Daniel turned back to the weeping woman and asked gently in Swahili, “What happens when you can no longer work?”
“The Hita say that they will not feed us, that we eat too much food and are no longer of any use. They take the sick people into the forest…”
Daniel switched off the VTR and turned to Kelly and Victor. “What you are about to see are the most shocking sequences I have ever filmed. They’re similar to the scenes of the Nazi death squads in Poland and Russia. Some of the quality might be rather poor. We were filming from hiding. It’s horrible stuff. You might prefer not to watch it, Kelly?”
Kelly shook her head. “I’ll watch it,” she said firmly.
“Okay, but I warned you.” Daniel switched on the VTR and they leaned forward towards the tiny screen as it flickered and came alive again.
They were looking into a clearing in the forest. One of the UDC bulldozers was gouging a trench in the soft earth. The trench was forty or fifty yards long and at least ten feet deep, judging by the way the bulldozer almost disappeared into it. Patrick was able to find out from his spies where they were doing this, Daniel explained. So we could get into position the night before. The bulldozer completed the excavation and trundled up out of the trench. It parked nearby. The shot was cut off. This next sequence is about three hours later, Daniel told them.
The head of a column of prisoners appeared out of the forest, chivvied on by the Hita guards on the flanks. It was apparent that all the prisoners were sick or crippled. They staggered or limped slowly into sight. Some were supporting each other with arms around the shoulders, others were using crude crutches. A few were carried on litters by their companions.

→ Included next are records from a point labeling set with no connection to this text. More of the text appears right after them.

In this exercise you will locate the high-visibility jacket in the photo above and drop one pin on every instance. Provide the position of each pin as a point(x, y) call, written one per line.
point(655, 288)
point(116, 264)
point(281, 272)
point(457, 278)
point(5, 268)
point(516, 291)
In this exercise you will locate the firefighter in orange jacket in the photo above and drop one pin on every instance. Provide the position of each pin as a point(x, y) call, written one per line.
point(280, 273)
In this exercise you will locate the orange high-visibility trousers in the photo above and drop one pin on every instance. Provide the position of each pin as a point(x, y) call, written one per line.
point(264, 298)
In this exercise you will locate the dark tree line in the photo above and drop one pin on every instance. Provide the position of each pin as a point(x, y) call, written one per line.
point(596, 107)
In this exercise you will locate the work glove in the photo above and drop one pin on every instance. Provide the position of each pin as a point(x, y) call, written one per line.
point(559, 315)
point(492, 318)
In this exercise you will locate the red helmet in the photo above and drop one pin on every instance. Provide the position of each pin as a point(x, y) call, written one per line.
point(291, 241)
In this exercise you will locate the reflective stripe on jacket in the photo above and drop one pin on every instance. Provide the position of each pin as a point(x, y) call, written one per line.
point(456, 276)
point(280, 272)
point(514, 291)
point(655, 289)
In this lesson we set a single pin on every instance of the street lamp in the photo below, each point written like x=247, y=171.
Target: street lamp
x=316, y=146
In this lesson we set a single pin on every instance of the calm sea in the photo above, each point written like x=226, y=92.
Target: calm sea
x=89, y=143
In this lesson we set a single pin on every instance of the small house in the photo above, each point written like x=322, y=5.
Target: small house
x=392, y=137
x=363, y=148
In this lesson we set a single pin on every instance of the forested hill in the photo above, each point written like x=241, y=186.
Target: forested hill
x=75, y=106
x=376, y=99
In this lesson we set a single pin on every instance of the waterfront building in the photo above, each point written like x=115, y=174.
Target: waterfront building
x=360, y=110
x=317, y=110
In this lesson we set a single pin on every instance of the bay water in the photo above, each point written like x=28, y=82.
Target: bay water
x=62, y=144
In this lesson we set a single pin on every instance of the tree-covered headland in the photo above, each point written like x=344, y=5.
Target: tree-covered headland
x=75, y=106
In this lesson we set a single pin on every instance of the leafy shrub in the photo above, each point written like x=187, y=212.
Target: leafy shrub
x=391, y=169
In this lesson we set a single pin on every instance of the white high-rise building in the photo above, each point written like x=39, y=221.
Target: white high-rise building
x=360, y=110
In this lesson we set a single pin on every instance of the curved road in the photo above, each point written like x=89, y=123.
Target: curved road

One or two of the women had infants strapped on their backs. The guards marched them down into the trench and they disappeared from sight. The guards formed up in a line on top of the excavation.
There were at least fifty of them in paratrooper overalls with sub-machine-guns carried on the hip. Quite casually they began firing down into the trench. The fusillade went on for a long time. As each paratrooper emptied his Uzi machine-gun, he reloaded it with a fresh magazine and recommenced firing. Some of the men were laughing.
Suddenly one of the prisoners crawled up over the bank of the pit. It was almost unthinkable that he could have survived this long. One of his legs was half shot away. He dragged himself along on his elbows. A Hita officer unholstered his pistol and stood over him and shot him in the back of his head. The man collapsed on his face and the officer put his boot against his ribs and shoved him over the lip of the trench.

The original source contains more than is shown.